With a slogan like “Life Is Short. Have an Affair” and 37 million users, you can see why Ashley Madison's data might be tempting for hackers looking to wreak some havoc. The culprits are calling themselves “the Impact Team” and say that if Avid Life Media, which owns Ashley Madison, doesn't take the site down, they'll leak all of the data they collected on the service's servers.
But this isn't (just) about a moral objection to cheating. The Impact Team hackers assert that Ashley Madison's “Full Delete” feature, which claims to remove all identifying data from company servers for $19, doesn't actually work. Krebs reports that the Impact Team wrote in a manifesto, “Full Delete netted ALM $1.7mm in revenue in 2014. It’s also a complete lie. Users almost always pay with credit card; their purchase details are not removed as promised, and include real name and address, which is of course the most important information the users want removed.”
Not that the hackers are exactly on the side of Ashley Madison's users. “Too bad for those men, they’re cheating dirtbags and deserve no such discretion,” the group wrote. There's some irony in outing the injured parties whom you're simultaneously trying to defend, but the hackers seem more interested in making a general point about services that claim to erase user data.
In a statement, Avid Life Media said:
We apologize for this unprovoked and criminal intrusion into our customers’ information. ... We have always had the confidentiality of our customers’ information foremost in our minds, and have had stringent security measures in place ... At this time, we have been able to secure our sites, and close the unauthorized access points. We are working with law enforcement agencies, which are investigating this criminal act. Any and all parties responsible for this act of cyber–terrorism will be held responsible.
Ashley Madison's data is even more valuable than what comes out of the usual hack because it's identity theft fodder plus information about who has cheated or considered cheating on a partner and what people's sexual preferences/fantasies are. But the site's privacy setup wasn't exactly stellar before. As developer Troy Hunt showed on his blog, the forgot password feature of Ashley Madison returned a slightly different screen depending on whether an email address was registered with the site. If you wanted to check whether your spouse was on the site, you just had to enter some of his or her addresses.

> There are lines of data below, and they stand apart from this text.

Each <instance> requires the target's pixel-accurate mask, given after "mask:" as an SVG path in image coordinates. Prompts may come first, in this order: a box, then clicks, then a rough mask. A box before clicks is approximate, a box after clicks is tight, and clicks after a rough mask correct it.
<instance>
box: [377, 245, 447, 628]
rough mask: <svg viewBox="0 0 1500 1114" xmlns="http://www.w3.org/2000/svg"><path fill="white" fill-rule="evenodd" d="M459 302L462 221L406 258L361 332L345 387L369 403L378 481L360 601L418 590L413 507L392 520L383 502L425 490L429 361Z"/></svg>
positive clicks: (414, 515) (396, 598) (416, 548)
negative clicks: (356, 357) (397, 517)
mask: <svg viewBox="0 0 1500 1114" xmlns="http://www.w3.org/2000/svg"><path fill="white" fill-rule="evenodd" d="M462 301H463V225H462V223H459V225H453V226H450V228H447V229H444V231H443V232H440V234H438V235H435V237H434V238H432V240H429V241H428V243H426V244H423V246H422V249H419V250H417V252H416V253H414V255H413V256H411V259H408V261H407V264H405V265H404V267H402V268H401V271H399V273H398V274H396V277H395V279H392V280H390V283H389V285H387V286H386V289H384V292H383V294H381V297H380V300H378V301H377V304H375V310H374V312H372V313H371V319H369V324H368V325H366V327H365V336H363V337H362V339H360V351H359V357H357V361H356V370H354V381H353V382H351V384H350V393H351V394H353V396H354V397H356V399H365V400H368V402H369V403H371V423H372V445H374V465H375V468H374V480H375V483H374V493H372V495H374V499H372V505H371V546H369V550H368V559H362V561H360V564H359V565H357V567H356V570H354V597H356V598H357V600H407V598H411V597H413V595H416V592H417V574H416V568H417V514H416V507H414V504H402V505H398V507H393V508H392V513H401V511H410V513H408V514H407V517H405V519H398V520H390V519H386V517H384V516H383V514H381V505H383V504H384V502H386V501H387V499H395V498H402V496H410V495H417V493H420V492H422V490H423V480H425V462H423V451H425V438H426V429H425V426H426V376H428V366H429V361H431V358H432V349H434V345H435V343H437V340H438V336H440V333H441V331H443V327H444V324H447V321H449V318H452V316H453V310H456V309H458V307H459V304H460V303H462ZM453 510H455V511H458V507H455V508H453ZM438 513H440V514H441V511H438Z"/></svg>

Of course, if Ashley Madison's users were smart enough to make special dummy email addresses for digital indiscretions, you wouldn't be able to catch them this way, but it's still a big privacy hole, and let's be honest, most people aren't that wily. Hunt told Motherboard that the password reset mistake is a privacy oversight on a lot of sites. “Unfortunately it's all too common. ... I would have been surprised if they'd done it right. I'm saddened, but not surprised,” he said.
Though the Impact Team may have gone about making its statement in a contradictory and, you know, illegal way, it's a good reminder that when a company says it will delete your data, you don't exactly get to watch its physical destruction. It's hard to check that your info has actually been removed. So if it's something that your reputation can't survive, you might not want to trust a service with it in the first place.